The classic perimenopausal wake
Perimenopause tends to break sleep in the back half of the night rather than the front. You drop off without much trouble, then surface somewhere between two and four in the morning, often with your mind already running. Time spent awake after first falling asleep is one of the clearest markers of disturbed sleep, and it climbs through the transition. In midlife women with hot flushes, objective measurements have put average wakefulness after falling asleep near an hour, which is a large piece of the night to lose (Nature and Science of Sleep, 2018).
Why the small hours
Several things converge. As oestrogen and progesterone fluctuate, the systems that hold sleep steady become less reliable. Body temperature plays a part too. Hot flushes are a temperature event, and during sleep they disturb the first half of the night more than the second, so a flush can be what tips you out of deeper sleep and into a long wakeful stretch (Maturitas, 2023). Even without a flush you notice, a small surge in heart rate and temperature can be enough to surface you when your sleep is already light.
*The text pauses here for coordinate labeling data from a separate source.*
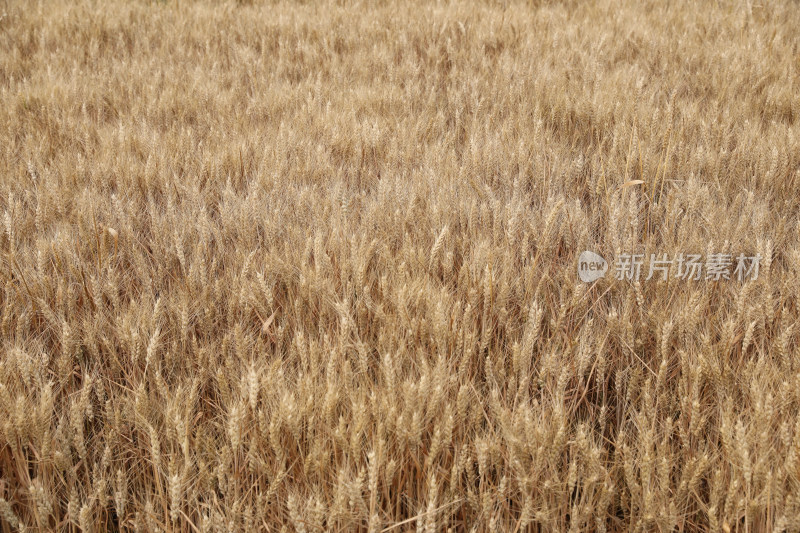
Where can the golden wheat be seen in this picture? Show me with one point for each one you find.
(312, 266)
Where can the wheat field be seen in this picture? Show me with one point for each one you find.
(312, 266)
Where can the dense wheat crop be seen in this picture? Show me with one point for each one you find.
(312, 266)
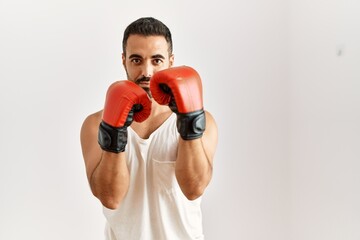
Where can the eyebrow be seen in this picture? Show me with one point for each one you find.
(154, 56)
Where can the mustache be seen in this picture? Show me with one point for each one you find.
(142, 79)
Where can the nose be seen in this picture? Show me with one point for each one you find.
(147, 70)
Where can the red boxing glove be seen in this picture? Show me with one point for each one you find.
(125, 102)
(181, 89)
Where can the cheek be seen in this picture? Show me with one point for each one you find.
(131, 73)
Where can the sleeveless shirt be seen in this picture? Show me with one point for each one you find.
(154, 207)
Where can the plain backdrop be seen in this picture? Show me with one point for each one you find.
(281, 78)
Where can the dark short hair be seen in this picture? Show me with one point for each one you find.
(148, 26)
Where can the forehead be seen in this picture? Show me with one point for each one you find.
(146, 45)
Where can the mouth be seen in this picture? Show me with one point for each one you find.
(144, 83)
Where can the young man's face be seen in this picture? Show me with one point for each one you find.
(144, 56)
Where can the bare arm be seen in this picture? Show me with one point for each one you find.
(194, 164)
(107, 172)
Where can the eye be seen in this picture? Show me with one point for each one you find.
(136, 61)
(157, 61)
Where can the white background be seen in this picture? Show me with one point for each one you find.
(282, 79)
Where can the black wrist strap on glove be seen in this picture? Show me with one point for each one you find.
(112, 139)
(191, 125)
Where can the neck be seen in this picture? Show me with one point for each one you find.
(157, 109)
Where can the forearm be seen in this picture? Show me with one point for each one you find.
(193, 168)
(110, 179)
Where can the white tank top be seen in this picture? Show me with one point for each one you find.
(154, 207)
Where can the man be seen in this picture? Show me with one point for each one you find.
(149, 154)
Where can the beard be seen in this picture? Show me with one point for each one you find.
(144, 79)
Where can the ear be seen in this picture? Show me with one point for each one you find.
(171, 60)
(123, 59)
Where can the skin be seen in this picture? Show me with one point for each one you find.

Add the ordinary things that deepen a 3am wake, a busy mind, a warm room, a glass of wine that fragments the later night, and the pattern sets in.
What it looks like in your data
A wearable cannot feel the wake, but it can show its shape. The 3am wake appears as time awake after sleep onset, sometimes one long block, sometimes a scatter. A temperature-driven wake often shows up as a spike in heart rate and a break in sleep at the same moment, more often before the small hours than after. Seeing that signature repeat, night after night, is frequently the first time the cause becomes clear rather than just the effect.
What helps
A cool, dark room takes the edge off temperature waking. A steady wake time, even after a broken night, slowly re-anchors a drifting rhythm. Limiting alcohol matters more than most people expect, because it fragments the second half of the night, exactly when the perimenopausal wake lands. Cognitive behavioural therapy for insomnia has strong evidence and no medication. For some women, hormone therapy or other treatments are the right route, which is a conversation for a GP.
When to talk to a GP
Take persistent broken sleep to your GP if it is affecting your days, your mood, or your safety at the wheel. Loud snoring, gasping, or long pauses in breathing that a partner notices are worth mentioning too, as sleep-related breathing problems become more common at this age and are treatable. anna does not diagnose, and this article is not medical advice.